Running a business in the UAE means understanding two different taxes that often get confused: Value Added Tax (VAT) and Corporate Tax. They serve different purposes, have different rates, and follow different reporting rules. Below is a straightforward guide to who must register, how each tax is calculated, filing timelines, and practical steps to stay compliant.
VAT vs Corporate Tax — The Quick Distinction
VAT is a consumption tax charged on goods and services. It is collected at the point of sale and ultimately borne by the end consumer. The UAE VAT rate is 5%.
Corporate Tax is a tax on a company’s profit. It is charged on net profit after allowable expenses. The UAE introduced a federal corporate tax that became effective on 1 June 2023. The standard rate is 9% on taxable profits.
Who must register for VAT?
Registration for VAT is required if an entity’s taxable supplies and imports exceed the mandatory registration threshold of 375,000 AED (approximately 100,000 USD). This applies to mainland companies, free zone companies supplying into the UAE, and freelancers where their taxable turnover crosses the threshold.
Key points:
- VAT registration is done through the Federal Tax Authority portal.
- Once registered, businesses must keep monthly bookkeeping records showing output VAT collected and input VAT paid.
- VAT returns are submitted quarterly. At each return, you report output VAT and input VAT, then pay the net amount or claim a refund/credit as appropriate.
Who Must Register for Corporate Tax?
Every legal entity and person carrying on a trade or business in the UAE must register for corporate tax. Registration is required even if the entity expects no tax to be due.
Important timing rule:
- Corporate tax became effective on 1 June 2023. For accounting periods starting on or after this date, the tax framework applies.
- If a financial year (or accounting period) for your entity begins on or after 1 June 2023, you must register and report that financial year to the Federal Tax Authority.
How Tax Treatment Differs by Entity Type
The registration and reporting process for both VAT and corporate tax is similar across Mainland, Free Zone, and freelance licenses: you must create an account on the Federal Tax Authority portal and submit returns as required. The key difference is the tax outcome:
- Mainland companies will generally be subject to the standard corporate tax regime and pay 9% on taxable profit.

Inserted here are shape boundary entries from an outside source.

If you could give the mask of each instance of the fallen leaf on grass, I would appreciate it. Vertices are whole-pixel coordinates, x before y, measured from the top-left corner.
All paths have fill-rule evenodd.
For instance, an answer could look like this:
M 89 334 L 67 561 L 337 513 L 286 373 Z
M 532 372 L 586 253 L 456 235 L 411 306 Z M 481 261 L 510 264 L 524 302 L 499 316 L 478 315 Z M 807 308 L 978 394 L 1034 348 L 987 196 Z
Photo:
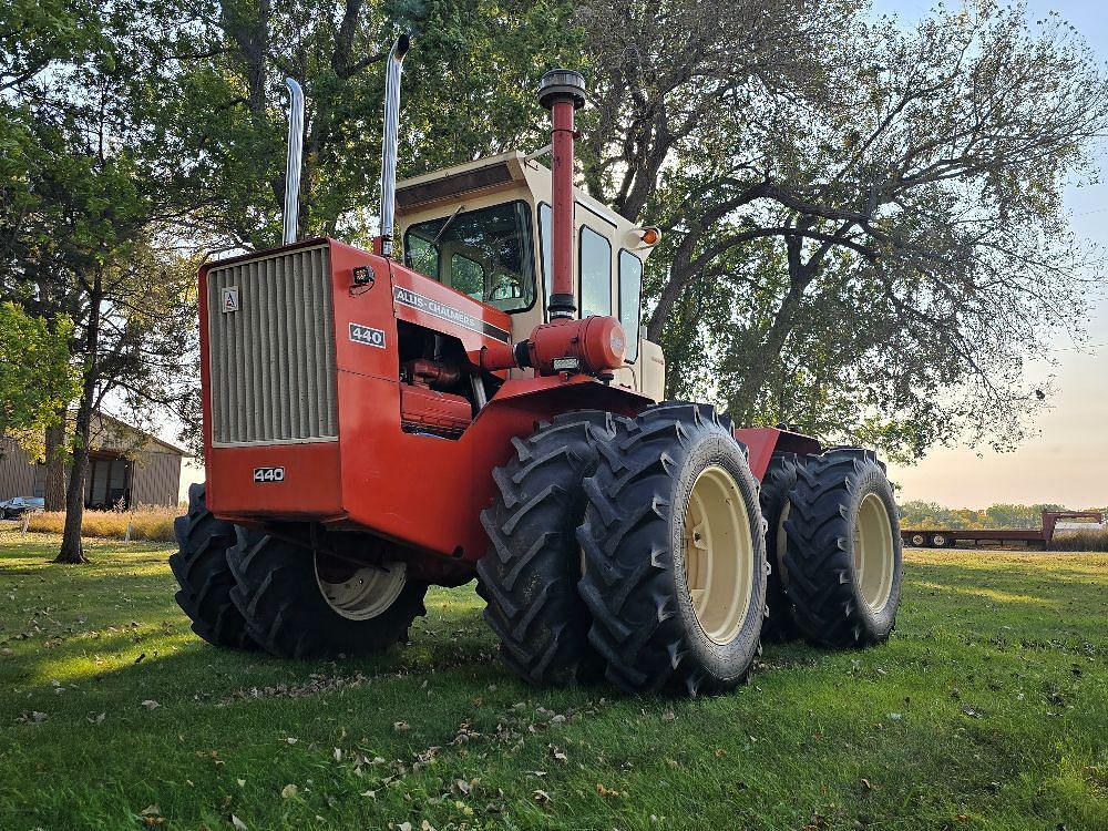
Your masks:
M 146 806 L 138 812 L 138 817 L 142 818 L 142 823 L 146 828 L 165 824 L 165 817 L 162 815 L 162 809 L 157 804 Z

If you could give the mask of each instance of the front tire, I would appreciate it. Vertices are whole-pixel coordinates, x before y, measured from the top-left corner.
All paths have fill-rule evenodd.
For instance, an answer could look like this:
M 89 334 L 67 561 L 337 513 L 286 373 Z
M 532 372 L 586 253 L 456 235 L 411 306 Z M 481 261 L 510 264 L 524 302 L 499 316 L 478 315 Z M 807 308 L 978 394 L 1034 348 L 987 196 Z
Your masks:
M 766 548 L 745 450 L 711 407 L 660 404 L 601 448 L 577 532 L 606 677 L 690 696 L 742 681 L 759 649 Z
M 513 439 L 515 454 L 493 471 L 496 495 L 481 512 L 490 546 L 478 563 L 478 594 L 501 658 L 534 685 L 587 681 L 603 668 L 577 594 L 576 529 L 585 511 L 581 481 L 596 469 L 597 447 L 614 435 L 614 418 L 558 416 Z
M 813 458 L 789 495 L 786 567 L 793 618 L 809 640 L 863 647 L 893 629 L 901 588 L 896 503 L 876 454 Z
M 270 535 L 238 530 L 227 562 L 230 596 L 250 636 L 280 658 L 370 655 L 408 639 L 425 614 L 427 584 L 407 578 L 403 561 L 381 546 L 380 566 L 351 564 Z
M 177 551 L 170 568 L 181 588 L 173 596 L 192 620 L 192 629 L 215 646 L 256 649 L 246 620 L 230 599 L 235 575 L 227 550 L 235 544 L 235 526 L 207 509 L 203 483 L 188 486 L 188 513 L 173 521 Z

- Free zone companies may benefit from a 0% rate under qualifying conditions, but they still must register and file corporate tax returns so the Authority can confirm the applicable rate.
- Freelancers and small entities must register if the conditions for either VAT or corporate tax registration are met, and file returns accordingly.
How to Calculate Corporate Tax — A Simple Example
Imagine you sell a service for 10 AED and your allowable costs are 6 AED. Your net profit is 4 AED. The corporate tax at 9% would be:
- Net profit: 4 AED
- Corporate tax due: 4 AED × 9% = 0.36 AED
This example is intentionally simple. Actual taxable profit calculations depend on allowable deductions, timing differences, and specific rules. Keep clear financial records and consult a tax professional to identify eligible deductions and treatment of special items.
Practical Steps to Stay Compliant
- Assess turnover and supplies to determine whether VAT registration is required (375,000 AED threshold).
- Create accounts on the Federal Tax Authority portal for VAT and corporate tax registrations. These are separate registrations.
- Keep regular bookkeeping — ideally monthly. Track sales, purchases, output VAT, and input VAT. Even a simple spreadsheet can suffice for low-volume operations, but accuracy is crucial.
- File VAT returns quarterly and corporate tax returns annually according to your accounting period.
- Register for corporate tax if your financial year starts on or after 1 June 2023, even if the result is zero tax.
- Retain documentation to support taxable supplies, invoices, expense claims, and any tax credits.